As derived in class, the (negative) ELBO loss consisting of two parts:
  * Reconstruction loss
  $$
      \mathrm{BinaryCrossEntropy}(\theta,\phi)
  $$
  * KL-divergence loss
  $$
      \mathrm{KL(\theta,\phi)} 
      =
      \underbrace{
          \frac{1}{2} \| y_1 \|^2      
      }_{\mathrm{KL}_1}
      +
      \underbrace{
          \frac{1}{2} \| e^{y_2} \|^2
      }_{\mathrm{KL}_2}
      -
      \underbrace{
          \sum_j y_{2,j}
      }_{\mathrm{KL}_3}
  $$

In [None]:
from tensorflow.keras.losses import binary_crossentropy

In [None]:
reconstruction_loss = binary_crossentropy(
    tf.reshape(x, [-1, 784]),
    tf.reshape(xp, [-1, 784]),
)

In [None]:
kl_loss_1 = 0.5 * tf.reduce_sum(y1**2, axis=-1)
kl_loss_2 = 0.5 * tf.reduce_sum(tf.math.exp(y2)**2, axis=-1)
kl_loss_3 = - tf.reduce_sum(y2, axis=-1)

In [None]:
kl_loss = kl_loss_1 + kl_loss_2 + kl_loss_3

We combine the losses together. Note that the BCE scales by the output dimension (784) by default, so to get the right scaling we will scale all of the KL loss by the same amount

In [None]:
vae_loss = reconstruction_loss + (1.0 / 784) * kl_loss
vae_loss = tf.reduce_mean(vae_loss)

Finally, we add the loss to the model via
```python
    vae.add_loss(vae_loss)
```
This is the most general way to use custom loss functions. However, I suggest to use as much as possible the API for `tensorflow.keras.losses` and subclassing from there, if possible. For the case of VAE, the current method is the most convenient. 

In [None]:
vae.add_loss(vae_loss)

In [None]:
vae.compile(optimizer='adam')

## Compile and Train

In [None]:
enc_filename = 'mnist_vae_encoder.h5'
dec_filename = 'mnist_vae_decoder.h5'
try:
    encoder.load_weights(enc_filename)
    decoder.load_weights(dec_filename)
except:
    vae.fit(
        x=x_train,
        y=None,
        epochs=50,
        batch_size=128,
        validation_data=(x_test, None),
        callbacks=[TqdmCallback()],
        verbose=0,
    )
    encoder.save_weights('mnist_vae_encoder.h5')
    decoder.save_weights('mnist_vae_decoder.h5')

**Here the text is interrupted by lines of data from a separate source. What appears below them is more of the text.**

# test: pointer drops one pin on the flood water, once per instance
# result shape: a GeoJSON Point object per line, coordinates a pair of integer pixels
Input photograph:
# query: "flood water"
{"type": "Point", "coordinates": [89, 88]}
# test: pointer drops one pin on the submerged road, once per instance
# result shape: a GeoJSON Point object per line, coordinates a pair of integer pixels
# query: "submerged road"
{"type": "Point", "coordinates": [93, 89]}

## Exploring the Latent Space

Now, let us explore the latent space trained by VAE and try interpolation and generation of new samples.

### Interpolation

We start with the same interpolation idea.

In [None]:
_, _, z_1 = encoder.predict(image_1[None, :, :])
_, _, z_2 = encoder.predict(image_2[None, :, :])

In [None]:
interpolated_images_vae = [image_1]
for r in np.linspace(0, 1, 10):
    z = z_2 * r + z_1 * (1-r)
    interpolated_images_vae.append(np.squeeze(decoder.predict(z)))
interpolated_images_vae.append(image_2)

In [None]:
plot_images(interpolated_images, n_plots=12)
plot_images(interpolated_images_vae, n_plots=12)

### Latent Distribution and Image Generation

In [None]:
plot_latents(
    models=(encoder, decoder),
    data=(x_test, y_test),
)

# Exercise

1. Try VAEs on other image tasks, e.g. generation and interpolation between human faces
2. Try convolution layers in VAEs
3. Try using non-diagonal latent distribution model (you need to derive the corresponding loss functions!)